While cadaveric models have been effective for studying simulated muscle weakness, such models fail to recreate the synergy of joint stabilizing systems that are present in vivo. Joint proprioception contributes to stability, mediated by joint mechanoreceptors by initiating and coordinating muscle activity [47-49]. Cadaveric models also simplify complex muscle behavior as a single line of action from the centroid of the muscle to the tendon insertion [33]. In this study, the muscle forces were relatively low and the joint was loaded anatomically but statically. While this permitted accurate comparison of the loading conditions, it may be limited in demonstrating the effects of the knee muscle activities in PFJ stabilization.

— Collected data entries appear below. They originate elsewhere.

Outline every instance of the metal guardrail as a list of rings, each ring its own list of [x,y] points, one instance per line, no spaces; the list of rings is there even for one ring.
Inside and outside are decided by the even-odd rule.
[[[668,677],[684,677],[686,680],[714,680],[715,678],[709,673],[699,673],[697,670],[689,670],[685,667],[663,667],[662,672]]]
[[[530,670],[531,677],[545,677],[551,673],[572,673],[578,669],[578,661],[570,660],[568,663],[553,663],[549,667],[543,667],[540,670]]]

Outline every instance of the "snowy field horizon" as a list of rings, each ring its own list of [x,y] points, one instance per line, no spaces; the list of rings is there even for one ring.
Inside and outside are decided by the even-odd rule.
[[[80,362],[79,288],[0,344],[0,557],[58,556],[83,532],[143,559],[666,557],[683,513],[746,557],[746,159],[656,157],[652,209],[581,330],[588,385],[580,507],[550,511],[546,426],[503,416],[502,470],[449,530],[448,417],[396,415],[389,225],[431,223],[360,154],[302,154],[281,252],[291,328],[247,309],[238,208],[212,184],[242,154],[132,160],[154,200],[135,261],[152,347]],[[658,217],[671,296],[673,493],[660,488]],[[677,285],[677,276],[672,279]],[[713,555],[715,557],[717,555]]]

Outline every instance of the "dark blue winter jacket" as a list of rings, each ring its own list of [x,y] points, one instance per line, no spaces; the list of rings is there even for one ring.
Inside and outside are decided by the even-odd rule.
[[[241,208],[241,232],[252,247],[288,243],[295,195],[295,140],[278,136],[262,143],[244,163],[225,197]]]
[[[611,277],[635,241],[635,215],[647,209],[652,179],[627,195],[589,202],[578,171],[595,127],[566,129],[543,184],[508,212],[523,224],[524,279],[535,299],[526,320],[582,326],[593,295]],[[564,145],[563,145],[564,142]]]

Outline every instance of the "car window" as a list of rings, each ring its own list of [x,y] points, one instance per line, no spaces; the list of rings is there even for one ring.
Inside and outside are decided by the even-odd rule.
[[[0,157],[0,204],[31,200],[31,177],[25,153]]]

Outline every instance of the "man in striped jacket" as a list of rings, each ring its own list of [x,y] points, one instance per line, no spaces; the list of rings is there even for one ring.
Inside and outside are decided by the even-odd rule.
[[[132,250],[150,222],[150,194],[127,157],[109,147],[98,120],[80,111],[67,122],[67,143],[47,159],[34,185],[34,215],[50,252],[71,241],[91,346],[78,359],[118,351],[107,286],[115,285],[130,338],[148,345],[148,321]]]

Rehabilitation that included selective strengthening of the VM portion of the quadriceps muscle has been shown to be an effective treatment option for patellofemoral pain [50]. Treatment included iliotibial band stretching and patellar mobilizations that focused on stretching the lateral retinaculum. It may have been these latter treatments or strengthening of the quadriceps muscle as a whole that was responsible for the decrease in symptoms. Therefore, a clinical study addressing the issue of isolated VM strengthening and the PFJ is warranted.
In human cadaveric knees, the isolated changes in VM strength in knees with loaded quadriceps may not significantly influence PFJ kinematics and PFJ contact pressures and areas. Therefore, a clinical study addressing the issue of isolated VM strengthening and the PFJ is warranted.
Submitted for publication August 15, 2000. Accepted in revised form September 7, 2001.